15
June
2009

Book Reports

I did a little poll on my livejournal about what people were most interested in reading about on this here blog. The winning topic was “books I’m reading and what I think about them” so I am going to make more of an effort to crosspost my thoughts from Goodreads over here.

Here’s some recent reads. If you’ve read any of these, what did you think? And if you are a Georgette Heyer fan, what are your favorites?


Stargirl by Jerry Spinelli
This is proving a hard book for me to capture as a review. I did enjoy reading it, and I am glad to have done so. Some readers might find the “message” preachy or weird or over-the-top but I appreciated it. Still, it wasn’t quite the type of book I can wholeheartedly love.

I think perhaps there are books that I enjoy because they are wonderful stories that sweep me away and let me dive into the story. And then there are books like this, where what sweeps me away isn’t the story or the characters so much as the words themselves. As I was reading, I kept feeling almost as if it was poetry, not fiction. Part of that comes from the device of having the narrator tell the story looking back from years later. For me, it established a kind of literary distance from the events of the story. It had the feeling of the beginning of some movies, where there’s a voice over filling you in on some of the backstory and introducing the plot, but then instead of fading out and letting the story take over, the voiceover just continues on, so that the events themselves never feel quite center-stage.

The Beekeeper’s Apprentice by Laurie R. King
Even listening to a scratchy, occasionally garbled, obviously-much-played library cassette recording of this couldn’t stop me from loving this book. It’s just the sort of book I like to read for pure pleasure, for interesting characters doing clever and amusing things. The dynamic between Mary Russell and Sherlock Holmes could have gone terribly wrong in the hands of another writer, but King handled it perfectly.

And yay, there are more of them! I foresee this being one of the series a dole out to myself slowly over time, when I know I need something that is just a fun, good book.

Frederica by Georgette Heyer
I’ve heard so many good things about Georgette Heyer from so many people who share my tastes in books that I don’t know why I put off reading her for so long. I suppose my consolation is that I now have a large trove of books to delight me, as I expect I will be making my way through a number of her other historical romances in the years ahead.

I listened to Frederica as an audiobook, and I think perhaps it was even more enjoyable than reading it might have been. There are so many wonderful bits of humor, so many excellent little descriptions and insights into character, not to mention the many historical references, that I am glad to have had the chance to savor them at the slightly slower pace of an audio book.
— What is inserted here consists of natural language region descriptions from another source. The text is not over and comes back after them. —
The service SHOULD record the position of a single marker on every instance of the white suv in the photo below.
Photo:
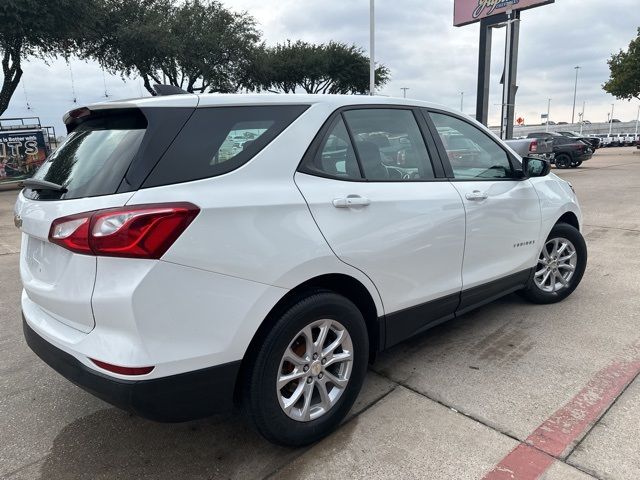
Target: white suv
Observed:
(184, 254)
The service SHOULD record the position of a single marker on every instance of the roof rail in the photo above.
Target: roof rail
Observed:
(163, 90)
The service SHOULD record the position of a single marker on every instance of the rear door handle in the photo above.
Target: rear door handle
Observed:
(476, 195)
(351, 201)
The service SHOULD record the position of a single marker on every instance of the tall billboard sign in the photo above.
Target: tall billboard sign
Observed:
(469, 11)
(21, 153)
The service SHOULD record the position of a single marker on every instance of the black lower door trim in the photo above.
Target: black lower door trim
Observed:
(403, 324)
(406, 323)
(482, 294)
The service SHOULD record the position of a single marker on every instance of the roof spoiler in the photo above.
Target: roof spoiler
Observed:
(163, 90)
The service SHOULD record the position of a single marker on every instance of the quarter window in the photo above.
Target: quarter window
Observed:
(336, 157)
(472, 153)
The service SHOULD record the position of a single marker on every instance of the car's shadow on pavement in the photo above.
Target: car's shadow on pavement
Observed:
(112, 444)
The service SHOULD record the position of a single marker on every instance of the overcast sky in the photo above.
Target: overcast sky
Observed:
(416, 40)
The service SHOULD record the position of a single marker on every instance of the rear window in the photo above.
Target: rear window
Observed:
(94, 158)
(217, 140)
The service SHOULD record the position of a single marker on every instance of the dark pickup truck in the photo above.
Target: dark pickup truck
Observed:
(594, 141)
(569, 152)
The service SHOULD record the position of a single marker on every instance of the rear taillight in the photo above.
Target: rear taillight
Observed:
(139, 231)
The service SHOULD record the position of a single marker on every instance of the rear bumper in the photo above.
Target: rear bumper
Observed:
(175, 398)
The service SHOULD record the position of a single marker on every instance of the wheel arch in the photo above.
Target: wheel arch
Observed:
(339, 283)
(570, 218)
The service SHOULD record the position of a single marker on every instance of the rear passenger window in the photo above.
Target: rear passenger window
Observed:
(389, 144)
(217, 140)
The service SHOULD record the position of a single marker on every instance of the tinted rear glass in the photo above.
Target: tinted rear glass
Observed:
(94, 158)
(217, 140)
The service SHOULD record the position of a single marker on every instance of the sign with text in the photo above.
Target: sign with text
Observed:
(21, 153)
(469, 11)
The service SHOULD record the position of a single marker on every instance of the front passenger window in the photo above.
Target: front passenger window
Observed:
(472, 153)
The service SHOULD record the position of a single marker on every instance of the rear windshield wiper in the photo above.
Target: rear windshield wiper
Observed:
(35, 184)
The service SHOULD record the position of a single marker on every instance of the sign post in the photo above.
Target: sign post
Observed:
(21, 153)
(494, 14)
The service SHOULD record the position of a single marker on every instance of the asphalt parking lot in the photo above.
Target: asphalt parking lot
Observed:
(512, 390)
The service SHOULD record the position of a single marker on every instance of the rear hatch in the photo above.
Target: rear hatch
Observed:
(107, 155)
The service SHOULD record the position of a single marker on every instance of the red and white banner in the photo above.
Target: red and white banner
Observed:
(469, 11)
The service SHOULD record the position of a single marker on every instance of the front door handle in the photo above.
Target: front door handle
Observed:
(476, 195)
(351, 201)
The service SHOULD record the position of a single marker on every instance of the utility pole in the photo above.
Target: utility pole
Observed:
(548, 110)
(504, 124)
(372, 55)
(611, 120)
(575, 90)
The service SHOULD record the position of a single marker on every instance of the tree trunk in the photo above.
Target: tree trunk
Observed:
(11, 71)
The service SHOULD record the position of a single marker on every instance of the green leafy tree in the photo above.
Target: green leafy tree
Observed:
(334, 68)
(39, 28)
(197, 46)
(624, 81)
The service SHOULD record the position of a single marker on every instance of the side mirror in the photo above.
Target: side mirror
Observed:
(535, 167)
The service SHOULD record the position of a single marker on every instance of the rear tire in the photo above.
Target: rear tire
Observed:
(563, 161)
(558, 271)
(309, 406)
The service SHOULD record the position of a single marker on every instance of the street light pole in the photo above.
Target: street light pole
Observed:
(575, 90)
(548, 110)
(611, 120)
(372, 60)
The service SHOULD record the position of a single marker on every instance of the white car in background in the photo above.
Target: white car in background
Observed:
(175, 271)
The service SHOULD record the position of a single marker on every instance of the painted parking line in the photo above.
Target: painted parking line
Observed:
(556, 436)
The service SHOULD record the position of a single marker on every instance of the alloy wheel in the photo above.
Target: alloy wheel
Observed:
(315, 370)
(556, 265)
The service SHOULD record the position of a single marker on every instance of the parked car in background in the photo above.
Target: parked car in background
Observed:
(269, 275)
(629, 139)
(605, 141)
(533, 147)
(592, 140)
(569, 152)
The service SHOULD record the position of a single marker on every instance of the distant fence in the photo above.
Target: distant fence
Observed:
(587, 128)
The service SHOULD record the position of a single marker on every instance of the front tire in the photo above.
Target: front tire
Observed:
(561, 265)
(308, 371)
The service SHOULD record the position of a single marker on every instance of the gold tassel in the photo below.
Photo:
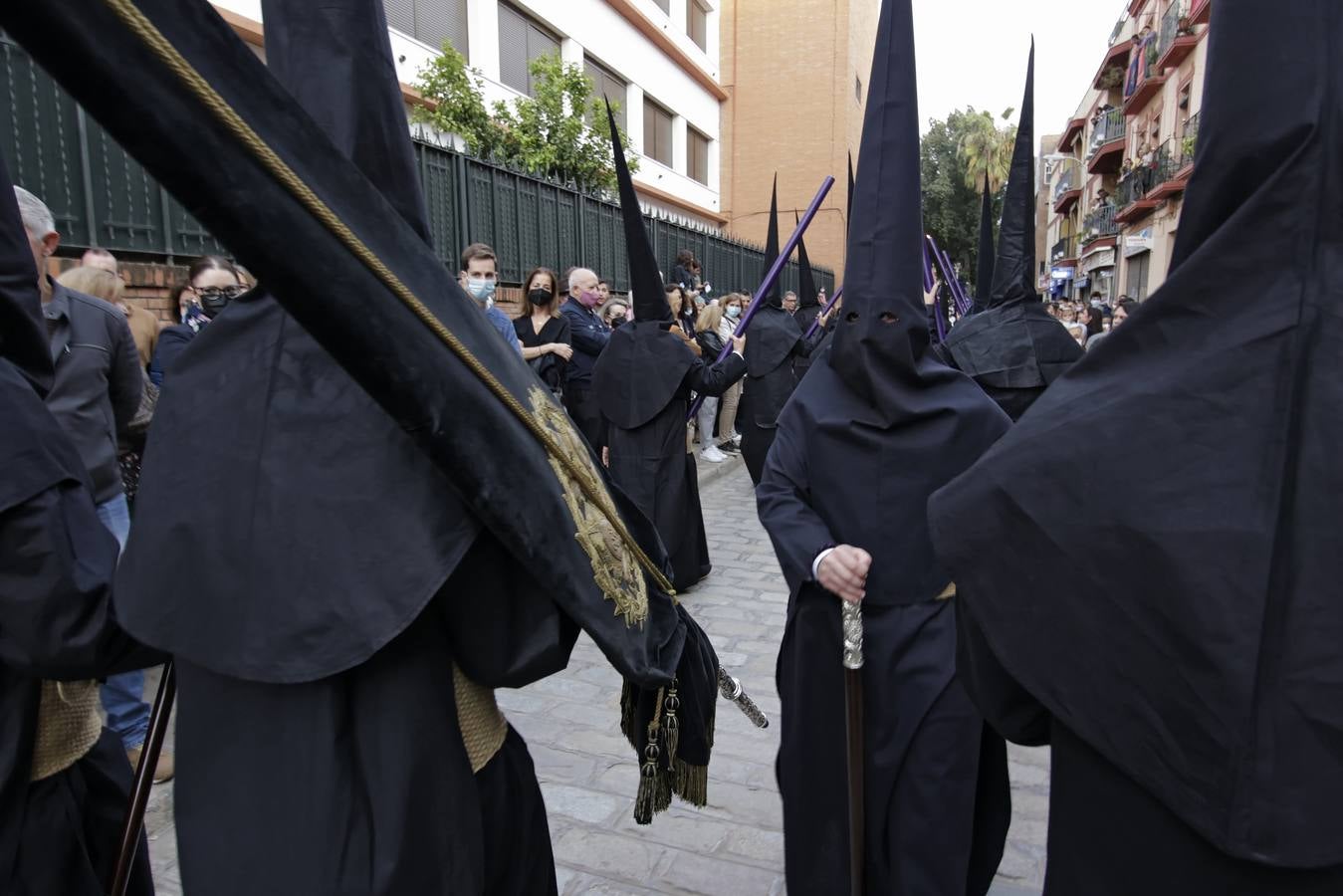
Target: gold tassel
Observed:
(646, 802)
(673, 724)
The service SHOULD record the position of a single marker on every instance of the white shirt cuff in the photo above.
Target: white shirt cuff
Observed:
(815, 564)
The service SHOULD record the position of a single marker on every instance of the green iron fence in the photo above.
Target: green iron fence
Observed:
(101, 196)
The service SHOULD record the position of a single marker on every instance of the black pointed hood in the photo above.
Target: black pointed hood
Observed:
(806, 280)
(1201, 569)
(985, 266)
(641, 368)
(650, 299)
(1014, 266)
(881, 338)
(23, 332)
(336, 60)
(772, 247)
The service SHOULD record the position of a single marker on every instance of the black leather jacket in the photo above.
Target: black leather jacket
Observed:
(99, 380)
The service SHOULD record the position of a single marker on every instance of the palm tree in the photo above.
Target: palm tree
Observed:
(986, 149)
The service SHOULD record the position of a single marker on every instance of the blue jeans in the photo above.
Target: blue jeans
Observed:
(123, 695)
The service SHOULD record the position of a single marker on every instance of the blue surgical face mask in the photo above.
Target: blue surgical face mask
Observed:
(480, 289)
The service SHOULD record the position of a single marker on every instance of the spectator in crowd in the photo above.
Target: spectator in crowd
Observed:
(684, 311)
(95, 396)
(1123, 310)
(543, 331)
(732, 305)
(480, 277)
(589, 335)
(682, 273)
(144, 324)
(709, 336)
(64, 774)
(211, 284)
(614, 312)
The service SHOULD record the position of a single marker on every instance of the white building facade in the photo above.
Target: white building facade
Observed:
(657, 58)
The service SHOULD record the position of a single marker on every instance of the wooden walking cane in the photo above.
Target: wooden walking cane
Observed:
(851, 622)
(144, 780)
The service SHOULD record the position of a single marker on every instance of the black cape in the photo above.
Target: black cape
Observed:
(649, 458)
(774, 341)
(1177, 614)
(873, 430)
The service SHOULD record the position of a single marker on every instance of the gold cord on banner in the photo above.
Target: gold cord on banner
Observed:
(579, 470)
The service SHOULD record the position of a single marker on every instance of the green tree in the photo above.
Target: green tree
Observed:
(559, 131)
(986, 149)
(950, 203)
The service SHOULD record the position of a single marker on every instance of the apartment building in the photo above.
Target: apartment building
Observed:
(1119, 175)
(796, 80)
(657, 58)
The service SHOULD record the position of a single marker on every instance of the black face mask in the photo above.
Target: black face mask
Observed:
(214, 300)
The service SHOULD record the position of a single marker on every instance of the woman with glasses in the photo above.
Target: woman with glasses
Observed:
(211, 284)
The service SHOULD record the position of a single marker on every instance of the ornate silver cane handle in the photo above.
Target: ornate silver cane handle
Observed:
(851, 621)
(731, 689)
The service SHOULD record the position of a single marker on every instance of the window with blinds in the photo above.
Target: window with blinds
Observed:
(607, 85)
(697, 156)
(434, 22)
(522, 41)
(657, 131)
(697, 23)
[Total tangent: Harry Potter has ruined the name Vernon for me. I had to strain my imagination mightily to pretend Lord Alverstoke had a different first name every time it was mentioned}

All in all I found Frederica wonderfully entertaining and thoroughly enjoyable, and I am very very eager to read more of Heyer’s work!

Wintergirls by Laurie Halse Anderson
Chilling and gut-wrenching and poetic all at once. I wouldn’t call this entertainment (it is too brutal, too close to being inside Lia’s enormous pain) but it is certainly powerful.
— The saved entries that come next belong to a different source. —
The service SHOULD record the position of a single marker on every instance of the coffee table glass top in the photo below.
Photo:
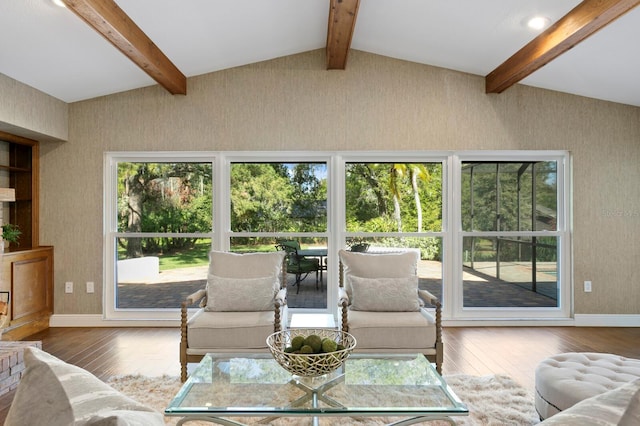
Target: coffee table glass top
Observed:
(226, 385)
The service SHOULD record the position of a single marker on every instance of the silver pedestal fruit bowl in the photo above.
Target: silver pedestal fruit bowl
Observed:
(292, 350)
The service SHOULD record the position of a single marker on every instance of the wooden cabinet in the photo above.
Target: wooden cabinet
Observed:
(28, 275)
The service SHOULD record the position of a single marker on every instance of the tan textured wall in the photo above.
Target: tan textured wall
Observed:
(378, 103)
(27, 112)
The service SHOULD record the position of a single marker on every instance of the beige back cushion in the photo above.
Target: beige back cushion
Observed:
(372, 265)
(248, 265)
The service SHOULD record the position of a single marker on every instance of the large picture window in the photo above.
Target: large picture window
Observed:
(491, 228)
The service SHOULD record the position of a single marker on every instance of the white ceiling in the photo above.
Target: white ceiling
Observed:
(52, 50)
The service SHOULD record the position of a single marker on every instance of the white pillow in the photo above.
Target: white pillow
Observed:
(241, 294)
(247, 265)
(384, 294)
(54, 393)
(372, 265)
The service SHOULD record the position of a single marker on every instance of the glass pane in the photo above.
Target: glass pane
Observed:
(164, 197)
(278, 197)
(429, 263)
(393, 197)
(306, 288)
(511, 196)
(170, 270)
(510, 272)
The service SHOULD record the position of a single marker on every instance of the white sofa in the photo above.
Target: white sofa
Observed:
(54, 393)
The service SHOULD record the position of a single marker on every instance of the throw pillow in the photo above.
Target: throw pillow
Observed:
(373, 265)
(247, 265)
(54, 393)
(631, 416)
(241, 294)
(385, 294)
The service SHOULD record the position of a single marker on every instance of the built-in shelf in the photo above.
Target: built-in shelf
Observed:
(26, 269)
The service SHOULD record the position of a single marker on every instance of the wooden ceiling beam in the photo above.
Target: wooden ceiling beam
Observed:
(584, 20)
(108, 19)
(342, 22)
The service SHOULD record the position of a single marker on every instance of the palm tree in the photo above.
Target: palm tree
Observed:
(414, 172)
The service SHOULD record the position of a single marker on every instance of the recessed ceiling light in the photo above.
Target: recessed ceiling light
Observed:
(538, 22)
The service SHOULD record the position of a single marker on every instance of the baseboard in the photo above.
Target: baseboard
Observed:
(580, 320)
(97, 320)
(596, 320)
(504, 322)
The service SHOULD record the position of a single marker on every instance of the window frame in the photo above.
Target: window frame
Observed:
(451, 232)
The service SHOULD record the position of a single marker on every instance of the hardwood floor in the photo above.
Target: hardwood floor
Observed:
(514, 351)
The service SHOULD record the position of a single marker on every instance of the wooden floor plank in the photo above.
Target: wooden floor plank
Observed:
(512, 351)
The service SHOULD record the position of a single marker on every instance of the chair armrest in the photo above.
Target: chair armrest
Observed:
(193, 298)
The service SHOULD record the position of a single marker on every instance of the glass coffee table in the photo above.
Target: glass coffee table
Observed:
(405, 389)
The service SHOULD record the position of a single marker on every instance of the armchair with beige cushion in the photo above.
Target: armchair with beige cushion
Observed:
(382, 307)
(245, 300)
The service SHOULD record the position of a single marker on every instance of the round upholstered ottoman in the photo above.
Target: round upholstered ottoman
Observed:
(566, 379)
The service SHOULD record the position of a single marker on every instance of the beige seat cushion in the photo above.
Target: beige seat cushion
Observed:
(229, 330)
(568, 378)
(399, 331)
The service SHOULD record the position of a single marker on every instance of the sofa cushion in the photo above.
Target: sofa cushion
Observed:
(247, 265)
(371, 265)
(230, 330)
(393, 330)
(54, 393)
(241, 294)
(384, 294)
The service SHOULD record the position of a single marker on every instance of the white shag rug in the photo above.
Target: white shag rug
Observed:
(494, 400)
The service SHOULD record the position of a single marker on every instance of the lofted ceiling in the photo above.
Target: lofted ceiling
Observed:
(53, 50)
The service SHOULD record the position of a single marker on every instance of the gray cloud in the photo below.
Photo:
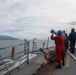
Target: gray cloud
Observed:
(72, 23)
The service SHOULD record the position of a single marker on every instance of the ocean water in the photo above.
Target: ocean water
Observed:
(6, 43)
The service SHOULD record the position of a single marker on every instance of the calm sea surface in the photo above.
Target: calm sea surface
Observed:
(7, 43)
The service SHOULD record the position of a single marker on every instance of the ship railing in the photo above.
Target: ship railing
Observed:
(14, 54)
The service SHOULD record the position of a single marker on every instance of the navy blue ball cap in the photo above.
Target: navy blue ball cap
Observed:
(59, 32)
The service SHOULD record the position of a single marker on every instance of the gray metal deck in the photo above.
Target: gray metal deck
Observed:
(28, 69)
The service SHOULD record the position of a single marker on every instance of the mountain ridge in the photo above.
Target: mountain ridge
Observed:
(4, 37)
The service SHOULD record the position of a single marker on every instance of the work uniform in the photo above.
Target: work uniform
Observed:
(72, 39)
(60, 49)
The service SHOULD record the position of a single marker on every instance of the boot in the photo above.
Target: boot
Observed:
(63, 63)
(59, 65)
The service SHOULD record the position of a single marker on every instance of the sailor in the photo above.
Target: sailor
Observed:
(66, 43)
(72, 39)
(60, 49)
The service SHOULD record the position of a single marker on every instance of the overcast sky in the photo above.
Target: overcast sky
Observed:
(34, 18)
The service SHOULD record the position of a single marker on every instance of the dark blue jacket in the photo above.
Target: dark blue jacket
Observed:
(72, 37)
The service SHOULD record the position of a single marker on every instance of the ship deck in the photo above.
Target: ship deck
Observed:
(29, 69)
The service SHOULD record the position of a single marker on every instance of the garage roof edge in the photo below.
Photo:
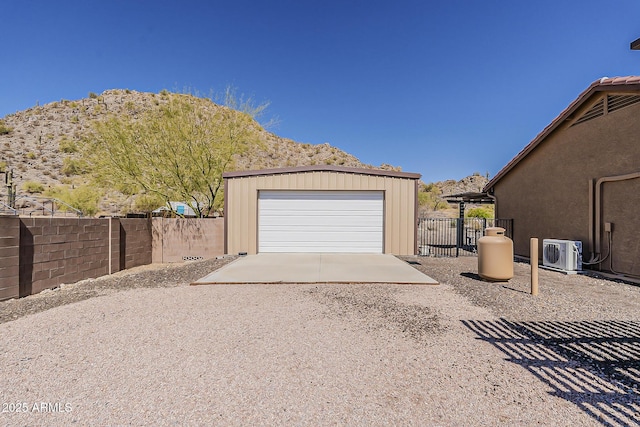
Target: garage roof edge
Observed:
(322, 168)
Little Brother by Cory Doctorow
Sentence description: Teen hacker is abused by the Department of Homeland Security in a near future San Francisco, and proceeds to fights back against the suppression of freedom and government-generated fear that follows a devastating terrorist attack on the city.

I am glad I read (actually, listened to) this book. I am not sure I would say I enjoyed it, completely, but I don’t think I was meant to. I did find it frightening. I would find myself going to look at the news and half-expecting to see accounts of the crazy stuff going on in SF. It felt real to me, and believable.
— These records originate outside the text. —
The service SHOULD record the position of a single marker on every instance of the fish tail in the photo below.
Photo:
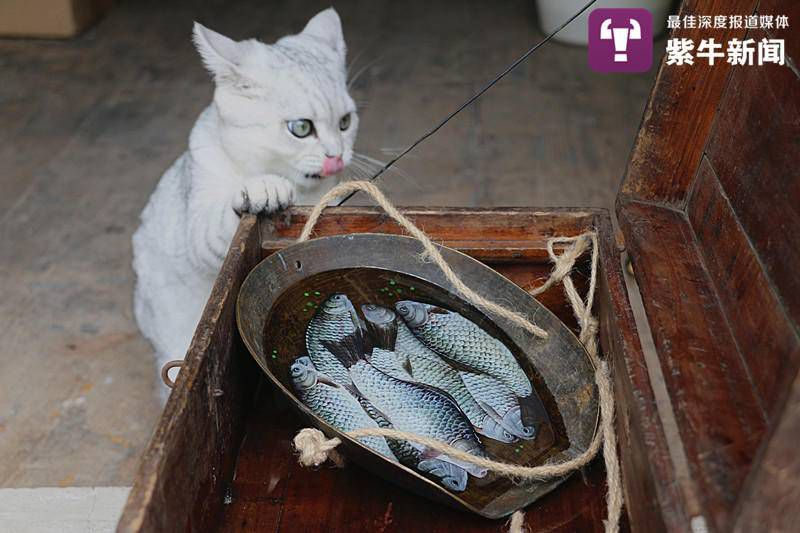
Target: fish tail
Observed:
(513, 421)
(383, 335)
(349, 350)
(451, 476)
(532, 410)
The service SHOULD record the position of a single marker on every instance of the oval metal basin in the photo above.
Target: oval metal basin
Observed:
(283, 292)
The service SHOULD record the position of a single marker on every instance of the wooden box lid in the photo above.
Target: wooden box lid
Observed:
(710, 211)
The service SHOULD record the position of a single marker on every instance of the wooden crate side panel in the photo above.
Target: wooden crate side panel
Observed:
(755, 153)
(191, 457)
(715, 404)
(504, 234)
(769, 500)
(766, 338)
(652, 496)
(271, 491)
(679, 114)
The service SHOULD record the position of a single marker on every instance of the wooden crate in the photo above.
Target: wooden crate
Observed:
(225, 437)
(708, 414)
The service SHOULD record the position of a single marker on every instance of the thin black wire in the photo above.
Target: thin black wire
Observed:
(474, 97)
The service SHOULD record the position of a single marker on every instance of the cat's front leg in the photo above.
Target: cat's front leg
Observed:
(264, 194)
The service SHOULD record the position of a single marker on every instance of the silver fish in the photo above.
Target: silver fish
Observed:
(393, 363)
(413, 360)
(334, 404)
(458, 339)
(412, 407)
(334, 319)
(499, 401)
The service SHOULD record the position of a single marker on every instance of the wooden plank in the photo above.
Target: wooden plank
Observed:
(293, 498)
(757, 318)
(183, 473)
(715, 404)
(680, 113)
(755, 152)
(489, 235)
(769, 501)
(792, 10)
(652, 494)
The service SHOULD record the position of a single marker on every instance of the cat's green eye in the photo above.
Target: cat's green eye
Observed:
(301, 128)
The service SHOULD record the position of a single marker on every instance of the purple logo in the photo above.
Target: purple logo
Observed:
(620, 40)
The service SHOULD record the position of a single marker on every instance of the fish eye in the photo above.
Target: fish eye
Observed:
(300, 128)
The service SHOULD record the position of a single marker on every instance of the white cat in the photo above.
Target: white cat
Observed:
(279, 129)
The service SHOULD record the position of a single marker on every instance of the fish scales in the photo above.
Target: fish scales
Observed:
(334, 404)
(454, 337)
(332, 321)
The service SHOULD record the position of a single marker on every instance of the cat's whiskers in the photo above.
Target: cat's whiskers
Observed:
(372, 165)
(361, 71)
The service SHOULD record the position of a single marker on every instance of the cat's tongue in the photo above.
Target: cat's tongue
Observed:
(332, 165)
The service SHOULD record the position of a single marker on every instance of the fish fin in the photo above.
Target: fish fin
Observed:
(532, 410)
(383, 335)
(490, 411)
(374, 413)
(456, 365)
(325, 380)
(407, 366)
(428, 453)
(349, 350)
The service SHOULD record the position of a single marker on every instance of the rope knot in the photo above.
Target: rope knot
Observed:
(314, 447)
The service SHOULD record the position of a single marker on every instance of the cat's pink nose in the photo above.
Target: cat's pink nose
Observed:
(332, 165)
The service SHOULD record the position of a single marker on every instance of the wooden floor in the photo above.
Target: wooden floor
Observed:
(89, 125)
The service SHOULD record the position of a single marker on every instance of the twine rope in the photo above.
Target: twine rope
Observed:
(315, 448)
(430, 249)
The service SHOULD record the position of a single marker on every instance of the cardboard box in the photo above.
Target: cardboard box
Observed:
(49, 18)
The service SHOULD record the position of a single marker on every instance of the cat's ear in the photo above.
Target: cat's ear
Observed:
(220, 54)
(327, 26)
And also, quite often very funny, and informative. I’m a geeky person and a gamer myself so I loved the asides into the games (even LARP!) and technology (especially cause it pretty much all really exists out there!) and gaming and geek culture. I laughed out loud when the main characters used the phrase “a maze of twisty passages, all alike” at one point and loved that one of the critical climactic scenes involved hundreds of people dressing up as vampires and playing a giant vampire game in the middle of the city.

The DHS is portrayed as being pretty much caricatures of evil bullies getting off on power, and there’s no time for exploration of any other reason why they might be doing what they are doing. I would have liked to have seen that delved into further, but I admit it’s probably outside the scope of this book. I did appreciate, however, the range of reactions we see in the main character’s father and friends and schoolmates. Some embrace the curtailment of freedom in the hope it will bring safety, others just look away, still others want to fight but just can’t do it.

I have to add a note on the audio-version here: I found the reading a bit odd and stilted in places — perhaps this is a function of the abundance of IMs and emails and technotalk in the book.